Für die verfassungs- und verwaltungsrechtliche sowie sozialversicherungsrechtliche und schiedsgerichtliche Abteilung gilt:
Unentgeltliche Rechtspflege
Die oder der Vorsitzende kann durch verfahrensleitende Verfügung oder mit dem Entscheid in der Hauptsache einer Partei, die nicht über die erforderlichen Mittel verfügt, auf Antrag die unentgeltliche Prozessführung bewilligen, sofern ihr Rechtsstreit nicht offensichtlich mutwillig oder von vornherein aussichtslos ist. Die Bewilligung befreit von allen Kosten und Gebühren. Entfallen die Voraussetzungen im Laufe des Verfahrens, kann die Bewilligung entzogen werden (siehe Art. 76 VRG).
Erstattung erlassener Kosten
Prozessiert eine Partei unentgeltlich, hat sie das Erlassene und die Kosten der Rechtsvertretung zu erstatten, wenn sich ihre Einkommens- oder Vermögensverhältnisse gebessert haben und sie hierzu in der Lage ist.
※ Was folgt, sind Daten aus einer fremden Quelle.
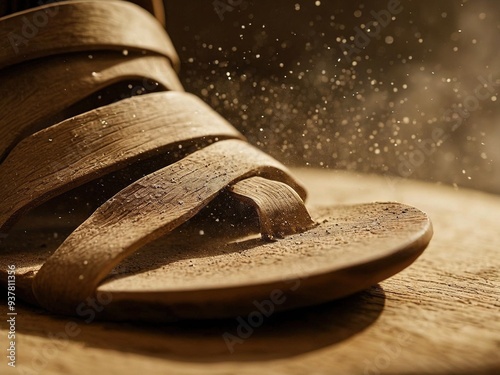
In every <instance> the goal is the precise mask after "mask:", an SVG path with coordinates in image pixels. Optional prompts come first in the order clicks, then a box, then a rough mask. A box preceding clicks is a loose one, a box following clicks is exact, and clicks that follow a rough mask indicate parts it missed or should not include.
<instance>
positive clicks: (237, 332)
mask: <svg viewBox="0 0 500 375" xmlns="http://www.w3.org/2000/svg"><path fill="white" fill-rule="evenodd" d="M301 280H304V278H302V279H301V278H299V277H297V278H295V279H292V280H288V281H286V283H289V284H292V285H291V286H290V288H288V289H287V291H288V292H294V291H296V290H297V289H298V288H299V287H300V285H301V283H302V282H301ZM286 300H287V296H286V292H285V291H283V290H282V289H274V290H272V291H271V292H270V293H269V298H268V299H264V300H262V301H257V300H255V301H253V305H254V306H255V310H253V311H252V312H250V313H249V314H248V315H247V316H246V317H242V316H238V317H237V318H236V321H237V322H238V326H237V327H236V330H235V331H233V332H232V333H231V332H227V331H226V332H224V333H223V334H222V339H223V340H224V343H225V344H226V347H227V349H228V350H229V352H230V353H231V354H233V353H234V352H235V346H236V344H240V345H241V344H243V343H244V342H245V341H246V340H248V339H249V338H250V337H251V336H252V335H253V334H254V332H255V330H256V329H258V328H259V327H262V325H263V324H264V322H265V321H266V319H269V318H270V317H271V315H273V314H274V313H275V311H276V306H279V305H282V304H284V303H285V301H286Z"/></svg>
Der Anspruch des Kantons auf Rückerstattung verjährt in zehn Jahren nach Rechtskraft des Entscheides. Über die Verpflichtung zur Rückerstattung entscheidet das von der Regierung bezeichnete Amt. Dessen Entscheid kann mit Beschwerde beim Obergericht angefochten werden. Die Steuerverwaltung macht dem für die Geltendmachung der Erstattungsansprüche zuständigen Amt die notwendigen Daten mittels Abrufverfahren zugänglich. In den Gemeinden ist die für die Rückerstattung zuständige Stelle berechtigt, die notwendigen Daten über das Steueramt einzusehen (Art. 77 VRG).
Formular:
» Zur Eingabe der Einkommens- und Vermögensverhältnisse
Hinweis zur Gesuchstellung:
Die Verwaltungskommission des Obergerichts hat am 30. August 2024 entschieden, dass für Gesuche um unentgeltliche Rechtspflege, die für Rechtsmittelverfahren beim Obergericht gestellt werden, grundsätzlich keine separaten Verfahrensnummern vergeben werden, dies insbesondere auch in Verfahren der zivilrechtlichen Abteilung (ehemals Kantonsgericht). Als Folge davon können ab 1. Januar 2025 Gesuche um unentgeltliche Rechtspflege an das Obergericht (sämtliche Abteilungen) separat oder als Teil der Rechtsschrift des Hauptverfahrens gestellt werden.